Mr. Stack gives the following as the names of the chief diseases (besides those already mentioned), the averting of which forms the main object of worship: goitre, phun-kàng (“swollen throat”); phthisis, sī-ī (also cough); stone, ingthàk; diarrhœa, pòk-kàngsī; rheumatism, kēchē-āsē (“Khasi fever”); neuralgia, bàb āsē; small-pox, pī-āmīr (“the Mother’s flowers”); black leprosy, sī-ĭ; white leprosy, āròk; elephantiasis, kèng-tòng (kèng, leg; ingtòng, funnel-shaped basket); dysentery, pòk kāpāvī (“bleeding of belly”).

The house-gods come down in the family; no others would be sacrificed to if the family were uniformly prosperous.
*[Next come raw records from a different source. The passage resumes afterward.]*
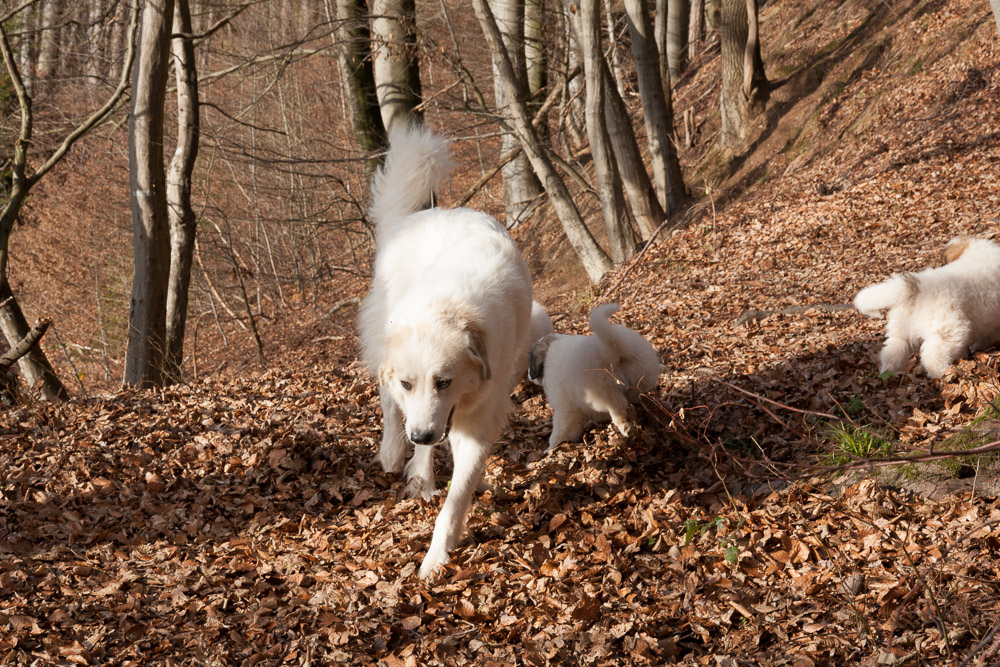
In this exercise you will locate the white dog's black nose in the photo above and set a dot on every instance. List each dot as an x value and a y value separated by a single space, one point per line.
422 437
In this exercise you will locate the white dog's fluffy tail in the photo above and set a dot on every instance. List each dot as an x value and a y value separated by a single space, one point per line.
417 163
896 291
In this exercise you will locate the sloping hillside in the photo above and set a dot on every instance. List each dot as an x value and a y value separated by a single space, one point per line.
243 520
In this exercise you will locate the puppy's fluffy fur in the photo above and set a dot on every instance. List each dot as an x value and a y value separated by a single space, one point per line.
445 327
944 312
593 378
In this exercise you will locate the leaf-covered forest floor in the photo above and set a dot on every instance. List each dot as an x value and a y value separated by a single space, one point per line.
242 520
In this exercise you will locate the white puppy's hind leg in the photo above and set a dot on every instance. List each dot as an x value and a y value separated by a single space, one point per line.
616 405
392 452
937 354
470 460
420 482
895 354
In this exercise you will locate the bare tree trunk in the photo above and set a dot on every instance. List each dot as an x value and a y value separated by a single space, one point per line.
397 68
358 77
535 53
736 106
677 27
642 198
639 189
180 214
520 185
573 111
660 35
621 240
657 109
48 47
595 261
146 353
28 50
696 29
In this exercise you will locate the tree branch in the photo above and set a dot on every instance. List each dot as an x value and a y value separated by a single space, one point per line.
31 339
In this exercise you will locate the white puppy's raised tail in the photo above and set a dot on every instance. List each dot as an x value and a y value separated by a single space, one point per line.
895 291
417 163
637 362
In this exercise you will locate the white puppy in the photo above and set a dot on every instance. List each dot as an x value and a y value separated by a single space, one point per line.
593 378
944 311
445 327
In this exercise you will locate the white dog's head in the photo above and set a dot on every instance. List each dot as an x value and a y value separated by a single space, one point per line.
429 368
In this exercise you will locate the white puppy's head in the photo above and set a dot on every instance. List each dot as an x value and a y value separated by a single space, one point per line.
429 368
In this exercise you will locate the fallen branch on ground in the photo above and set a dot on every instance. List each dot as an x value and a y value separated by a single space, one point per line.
757 315
24 346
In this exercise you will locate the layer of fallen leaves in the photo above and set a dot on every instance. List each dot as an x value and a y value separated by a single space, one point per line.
247 523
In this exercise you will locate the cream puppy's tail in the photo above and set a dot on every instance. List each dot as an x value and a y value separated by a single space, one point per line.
417 163
896 291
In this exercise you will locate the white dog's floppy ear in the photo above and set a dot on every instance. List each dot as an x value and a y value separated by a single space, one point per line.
477 349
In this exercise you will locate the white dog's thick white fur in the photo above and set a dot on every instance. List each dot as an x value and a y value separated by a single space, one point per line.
445 327
593 378
944 312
All natural objects of a striking or imposing character have their divinity. The sun (ārnī) and moon (chiklo) are regarded as divine, but are not specially propitiated. But localities of an impressive kind, such as mountains,[3] waterfalls, deep pools in rivers, great boulders, have each their ārnàm, who is concerned in the affairs of men and has to be placated by sacrifice. The expression ārnàm do, used of a place, means, generally, to be haunted by something felt as mighty or terrible. All waterfalls (làngsun), in particular, have their ārnàms. In Bāguri mauza there are two great waterfalls in the Diyaung river which are specially venerated as divine; one of these, the Làng-kàngtòng (“Rolling-down water”), can be heard half a day’s journey off. Similarly, there are places where a river goes underground (làng-lut); these also have their ārnàm.[4] Such local divinities of the jungle are propitiated chiefly to avert mischief from tigers, which are a terrible plague in many parts of the Mikir hills.
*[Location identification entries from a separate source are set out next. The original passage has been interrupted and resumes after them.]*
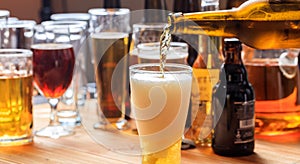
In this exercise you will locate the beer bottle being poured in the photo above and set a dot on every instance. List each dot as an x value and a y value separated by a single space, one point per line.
261 24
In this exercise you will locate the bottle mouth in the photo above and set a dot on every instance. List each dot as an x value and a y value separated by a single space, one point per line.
171 19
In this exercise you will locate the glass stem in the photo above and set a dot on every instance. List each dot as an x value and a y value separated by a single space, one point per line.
53 115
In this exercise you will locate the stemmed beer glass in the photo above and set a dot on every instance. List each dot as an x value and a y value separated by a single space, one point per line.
53 66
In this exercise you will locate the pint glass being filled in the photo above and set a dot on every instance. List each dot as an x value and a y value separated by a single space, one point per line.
160 106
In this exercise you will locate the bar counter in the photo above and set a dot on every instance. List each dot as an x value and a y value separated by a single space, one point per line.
82 148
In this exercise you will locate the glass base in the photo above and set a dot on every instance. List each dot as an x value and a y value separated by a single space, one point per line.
16 141
54 131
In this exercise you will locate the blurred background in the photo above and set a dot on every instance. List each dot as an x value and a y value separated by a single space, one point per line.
32 9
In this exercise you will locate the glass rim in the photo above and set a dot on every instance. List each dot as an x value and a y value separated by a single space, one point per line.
18 23
108 11
70 16
4 13
180 68
64 24
11 53
155 46
109 35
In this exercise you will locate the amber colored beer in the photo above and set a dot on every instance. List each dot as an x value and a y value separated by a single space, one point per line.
160 106
109 50
15 109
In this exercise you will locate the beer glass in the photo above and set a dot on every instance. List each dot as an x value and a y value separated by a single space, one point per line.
69 32
4 14
110 42
16 33
160 105
110 50
84 53
16 97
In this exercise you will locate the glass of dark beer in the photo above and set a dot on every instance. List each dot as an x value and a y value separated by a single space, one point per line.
53 67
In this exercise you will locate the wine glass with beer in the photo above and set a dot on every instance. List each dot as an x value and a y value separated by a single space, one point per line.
53 66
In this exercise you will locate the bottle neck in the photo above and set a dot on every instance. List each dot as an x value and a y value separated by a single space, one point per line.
209 5
186 6
233 57
112 4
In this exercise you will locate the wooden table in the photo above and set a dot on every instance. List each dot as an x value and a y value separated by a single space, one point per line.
81 148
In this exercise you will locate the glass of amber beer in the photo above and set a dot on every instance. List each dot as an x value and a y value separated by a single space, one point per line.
16 97
160 105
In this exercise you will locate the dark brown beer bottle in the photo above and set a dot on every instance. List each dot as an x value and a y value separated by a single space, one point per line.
112 4
233 105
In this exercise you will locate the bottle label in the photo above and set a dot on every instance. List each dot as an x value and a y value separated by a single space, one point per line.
246 123
206 79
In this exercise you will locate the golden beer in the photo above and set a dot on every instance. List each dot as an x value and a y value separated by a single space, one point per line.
110 51
15 109
160 106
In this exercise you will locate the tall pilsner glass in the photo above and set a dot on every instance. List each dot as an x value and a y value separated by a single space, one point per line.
110 42
160 106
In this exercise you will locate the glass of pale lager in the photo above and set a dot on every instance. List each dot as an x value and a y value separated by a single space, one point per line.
160 102
16 97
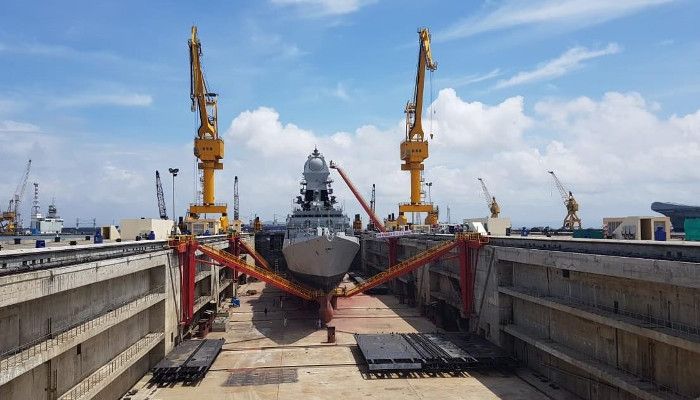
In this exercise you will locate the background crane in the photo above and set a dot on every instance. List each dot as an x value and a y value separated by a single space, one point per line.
372 206
571 221
11 220
208 147
414 148
490 200
236 210
161 198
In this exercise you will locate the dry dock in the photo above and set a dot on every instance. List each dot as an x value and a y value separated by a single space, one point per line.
264 359
589 319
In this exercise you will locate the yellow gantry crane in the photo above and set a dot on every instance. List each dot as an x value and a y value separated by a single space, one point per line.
571 221
490 200
208 147
414 148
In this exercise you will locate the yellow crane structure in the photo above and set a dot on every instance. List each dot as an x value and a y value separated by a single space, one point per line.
490 200
208 147
571 221
414 148
11 220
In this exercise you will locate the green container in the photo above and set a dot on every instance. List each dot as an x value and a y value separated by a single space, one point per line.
692 229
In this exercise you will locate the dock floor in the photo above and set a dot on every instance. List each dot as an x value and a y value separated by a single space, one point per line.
264 359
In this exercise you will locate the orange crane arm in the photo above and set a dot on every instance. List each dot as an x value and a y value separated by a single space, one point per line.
377 223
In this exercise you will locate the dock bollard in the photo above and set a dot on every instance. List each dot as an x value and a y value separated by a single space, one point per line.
330 330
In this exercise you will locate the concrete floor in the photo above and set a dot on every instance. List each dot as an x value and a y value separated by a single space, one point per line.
263 359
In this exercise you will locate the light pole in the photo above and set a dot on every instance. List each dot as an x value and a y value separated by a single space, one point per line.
174 172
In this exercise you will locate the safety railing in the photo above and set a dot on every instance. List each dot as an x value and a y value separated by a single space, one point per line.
12 359
113 367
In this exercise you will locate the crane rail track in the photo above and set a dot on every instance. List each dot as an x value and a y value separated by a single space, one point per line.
28 260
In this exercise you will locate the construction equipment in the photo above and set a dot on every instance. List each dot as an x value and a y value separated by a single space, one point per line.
490 200
188 246
372 206
11 220
235 199
369 210
414 148
257 225
357 224
236 224
208 147
571 221
161 198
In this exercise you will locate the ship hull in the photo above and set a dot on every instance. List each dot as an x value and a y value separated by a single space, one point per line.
319 262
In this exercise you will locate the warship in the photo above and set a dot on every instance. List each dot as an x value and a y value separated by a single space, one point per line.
318 244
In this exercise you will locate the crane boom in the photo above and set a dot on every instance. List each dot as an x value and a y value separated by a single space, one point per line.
414 148
490 200
208 147
560 187
572 219
236 210
203 101
414 109
161 198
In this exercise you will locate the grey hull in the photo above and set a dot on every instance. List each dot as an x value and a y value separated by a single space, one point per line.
319 262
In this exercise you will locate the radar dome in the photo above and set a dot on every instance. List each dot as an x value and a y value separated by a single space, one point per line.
315 164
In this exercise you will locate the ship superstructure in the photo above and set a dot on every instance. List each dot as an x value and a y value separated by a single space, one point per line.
318 246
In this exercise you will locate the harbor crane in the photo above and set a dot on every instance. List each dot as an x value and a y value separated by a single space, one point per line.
414 148
11 220
372 206
161 198
236 211
490 200
208 146
571 221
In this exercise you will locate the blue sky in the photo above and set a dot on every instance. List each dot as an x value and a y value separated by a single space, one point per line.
112 78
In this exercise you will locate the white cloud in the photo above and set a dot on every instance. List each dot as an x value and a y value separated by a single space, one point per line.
9 126
571 14
325 7
616 153
559 66
91 100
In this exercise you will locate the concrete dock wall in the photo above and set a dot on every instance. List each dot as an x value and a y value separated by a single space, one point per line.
600 319
73 328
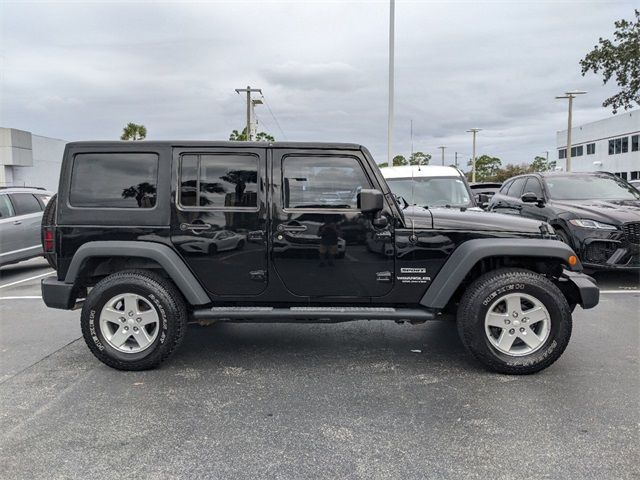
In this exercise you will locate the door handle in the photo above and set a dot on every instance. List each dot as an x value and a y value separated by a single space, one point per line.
292 228
195 227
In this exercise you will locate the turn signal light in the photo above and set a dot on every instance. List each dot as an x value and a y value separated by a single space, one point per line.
48 240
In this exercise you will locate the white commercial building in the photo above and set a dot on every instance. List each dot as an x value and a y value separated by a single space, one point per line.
29 160
611 145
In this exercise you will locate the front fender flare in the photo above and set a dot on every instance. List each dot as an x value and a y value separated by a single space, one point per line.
463 259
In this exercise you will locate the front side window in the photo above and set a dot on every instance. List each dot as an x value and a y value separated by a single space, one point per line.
322 182
432 192
25 203
114 180
219 180
6 209
590 187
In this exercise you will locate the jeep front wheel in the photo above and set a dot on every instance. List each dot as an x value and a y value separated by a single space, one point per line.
514 321
133 320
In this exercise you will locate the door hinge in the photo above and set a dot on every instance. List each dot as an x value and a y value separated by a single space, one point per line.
258 275
383 277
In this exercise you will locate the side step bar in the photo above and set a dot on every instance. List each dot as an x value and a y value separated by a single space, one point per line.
313 314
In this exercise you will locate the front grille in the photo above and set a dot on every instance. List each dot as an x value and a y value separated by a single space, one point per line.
632 232
599 252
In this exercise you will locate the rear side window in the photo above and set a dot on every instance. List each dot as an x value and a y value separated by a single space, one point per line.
25 203
515 190
533 186
114 180
322 182
6 209
219 181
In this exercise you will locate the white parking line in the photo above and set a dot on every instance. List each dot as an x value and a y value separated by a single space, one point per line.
26 297
26 279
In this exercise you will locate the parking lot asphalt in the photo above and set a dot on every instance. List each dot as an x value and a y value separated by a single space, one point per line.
355 400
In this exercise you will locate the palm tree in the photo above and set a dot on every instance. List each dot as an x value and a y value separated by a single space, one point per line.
133 131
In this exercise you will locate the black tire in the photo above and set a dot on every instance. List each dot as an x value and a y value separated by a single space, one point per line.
165 298
49 220
487 289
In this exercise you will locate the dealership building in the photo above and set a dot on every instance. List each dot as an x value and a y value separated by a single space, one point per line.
29 160
611 144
There is no worship of trees or animals.

Làm-āphū, “the head or master of words,” is a deity probably of recent origin. He is the god sacrificed to by a man who has a case in court; the sacrifice is one young cock, which should be offered at night, secretly, by the sacrificer alone, in a secret place.

It should be mentioned that, following an ill-sounding idiom of the Assamese, the Mikirs use “Ārnàm” as a common (propitiatory) form of address to human beings (Assamese, dēutā). Pō-ārnàm-pō (“god-father”) to a man, and pē-ārnàm-pī (“god-mother”) to a woman, are the phrases. In one of the stories given in the [next Section], the king is addressed as Hèmphū Ārnàm, “Lord God.”